Thursday, January 24, 2013

POHON ABADI


Pada jaman dahulu kala, adalah sebatang pohon kecil yang tumbuh di sebuah hutan. Ketika pohon kecil itu tumbuh menjadi lebih tinggi dan lebih kuat, ia mulai memperhatikan langit yang membentang luas di atas kepalanya. Ia memperhatikan awan-awan putih yang berlarian di langit, seperti sedang dalam perjalanan hebat. Ia melihat burung-burung yang terbang berputar-putar di atas kepalanya.

Langit luas, awan-awan, burung-burung yang terbang – mereka semua terlihat seperti sedang berbicara tentang dunia keabadian. Semakin ia tumbuh, ia makin memperhatikan hal-hal abadi tersebut, dan ia semakin ingin untuk hidup abadi.

Suatu hari, seorang penebang kayu berjalan di dekat pohon kecil itu. Penebang kayu tersebut adalah orang yang baik, dan ia merasakan bahwa pohon kecil itu tidak sepenuhnya bahagia. “Ada masalah apa, pohon kecil?” tanyanya. “Apakah yang mengganggu jiwamu?”

Pohon kecil ragu-ragu, dan kemudian memberitahu penebang kayu tentang keinginannya yang paling mendalam di hatinya. “Aku ingin sekali hidup abadi”

“Mungkin saja kau bisa” jawab sang penebang kayu. “Mungkin saja kau bisa”

Setelah beberapa lama, dan sekali lagi sang penebang kayu berjalan di dekat pohon kecil, yang sekarang telah tumbuh menjadi besar dan kuat.

“Apakah engkau tetap ingin untuk hidup abadi?” tanyanya pada pohon itu.

“Oh, tentu saja, aku mau, aku mau!”jawab pohon itu berulang-ulang.

“Aku rasa aku dapat membantumu, tetapi pertama-tama kau harus mengijinkanku untuk menebangmu.”

Pohon itu terperajat: “Aku ingin hidup abadi. Dan sekarang kau bilang kau akan membunuhku?”

“Aku tahu” sahut penebang kayu “Itu memang kedengarannya gila. Tapi jika kau bisa mempercayaiku, aku janji keinginanmu yang paling mendalam akan terpenuhi.

Setelah berpikir dengan keras, pohon itu memberikan ijinnya. Penebang kayu kembali dengan kapaknya yang tajam dan runcing. Pohon itu roboh. Kehidupannya mengalir jauh dan hilang di dasar hutan. Kayu yang lunak dibelah menjadi kepingan-kepingan. Kepingan-kepingan tersebut dibuat, dibentuk, dan dihaluskan di dalam lapisan pernis. Pohon itu berteriak dalam diam dan kesedihan yang mendalam, tetapi tidak ada yang dapat diubah. Ia menyerahkan dirinya kepada pembuat biola, semua mimpi tentang keabadian hilang dalam penderitaan.
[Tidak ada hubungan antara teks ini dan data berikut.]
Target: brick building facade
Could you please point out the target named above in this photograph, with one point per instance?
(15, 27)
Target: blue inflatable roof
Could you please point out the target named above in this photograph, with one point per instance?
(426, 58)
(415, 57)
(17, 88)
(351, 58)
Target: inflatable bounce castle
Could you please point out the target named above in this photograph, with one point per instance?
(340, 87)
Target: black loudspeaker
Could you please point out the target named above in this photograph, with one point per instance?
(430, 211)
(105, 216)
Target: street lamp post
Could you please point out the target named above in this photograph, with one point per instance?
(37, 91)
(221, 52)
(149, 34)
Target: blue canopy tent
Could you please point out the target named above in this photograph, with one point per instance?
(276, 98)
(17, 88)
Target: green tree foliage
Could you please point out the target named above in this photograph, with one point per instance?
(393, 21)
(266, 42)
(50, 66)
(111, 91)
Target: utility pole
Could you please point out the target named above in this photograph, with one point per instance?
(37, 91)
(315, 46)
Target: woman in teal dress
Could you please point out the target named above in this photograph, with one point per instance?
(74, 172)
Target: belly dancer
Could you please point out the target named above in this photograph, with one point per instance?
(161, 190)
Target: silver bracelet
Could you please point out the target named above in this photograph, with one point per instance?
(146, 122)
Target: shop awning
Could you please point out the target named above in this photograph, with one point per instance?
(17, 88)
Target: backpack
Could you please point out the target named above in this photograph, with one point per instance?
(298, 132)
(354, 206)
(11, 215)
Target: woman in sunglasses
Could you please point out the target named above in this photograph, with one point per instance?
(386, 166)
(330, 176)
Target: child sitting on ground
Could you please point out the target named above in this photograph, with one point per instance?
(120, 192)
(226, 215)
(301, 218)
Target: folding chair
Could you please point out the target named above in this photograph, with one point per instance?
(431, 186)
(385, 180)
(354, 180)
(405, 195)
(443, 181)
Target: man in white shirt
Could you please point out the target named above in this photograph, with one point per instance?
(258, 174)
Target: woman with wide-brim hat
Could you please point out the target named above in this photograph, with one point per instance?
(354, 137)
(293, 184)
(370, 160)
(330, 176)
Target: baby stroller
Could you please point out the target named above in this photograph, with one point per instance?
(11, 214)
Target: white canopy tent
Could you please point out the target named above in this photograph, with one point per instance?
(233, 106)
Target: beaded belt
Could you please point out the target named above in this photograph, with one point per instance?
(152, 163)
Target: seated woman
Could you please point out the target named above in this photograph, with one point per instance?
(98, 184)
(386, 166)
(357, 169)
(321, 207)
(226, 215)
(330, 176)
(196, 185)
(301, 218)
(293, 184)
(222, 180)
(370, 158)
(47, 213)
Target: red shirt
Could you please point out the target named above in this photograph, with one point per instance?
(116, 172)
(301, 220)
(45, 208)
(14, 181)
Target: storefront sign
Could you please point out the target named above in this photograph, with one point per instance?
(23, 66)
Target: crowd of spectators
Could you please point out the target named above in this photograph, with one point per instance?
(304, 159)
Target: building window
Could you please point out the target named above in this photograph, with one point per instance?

Dalam beberapa tahun, biola tersebut terbaring diam. Kadangkala, ia teringat tentang hari-hari yang lebih baik, ketika ia tumbuh menjadi pohon besar. Betapa kejinya kejahatan yang telah terjadi, menyerahkan dirinya kepada kapak sang penebang kayu. Bagaimana ia bisa sebegitu naifnya percaya bahwa hal ini dapat membuatnya hidup abadi?!

Tetapi hari itu tiba – saat yang paling benar dan sempurna – ketika biola itu dengan lembut diangkatdari dalam kotaknya dan diusap sekali lagi dengan tangan lembut. Ia menahan nafasnya dalam ketidak percayaan. Ia gemetar ketika busur dengan halus melewati dadanya. Dan getaran itu berubah menjadi suara yang alami yang mengingatkannya bagaimana ketika angin berdesir melalui daun-daunnya, bagaimana awan-awan berlarian menuju keabadian, bagaimana burung-burung terbang berputar di atas kepalanya, membentuk lingkaran abadi di langit yang biru.

Suara yang alami. Catatan alami. Musik tentang Keabadian.

“Kayuku telah berubah menjadi musik!” seru sang pohon, di dalam hatinya. “Sang penebang kayu itu benar.”

Dan musik itu diperdengarkan terus, dari hati ke hati, menuju semua sampai akhir, ketika semua hati telah melanjutkan perjalanan pulangnya, ia melaju menuju gerbang keabadian, dimana sang pohon kecil berubah menjadi Pohon Keabadian.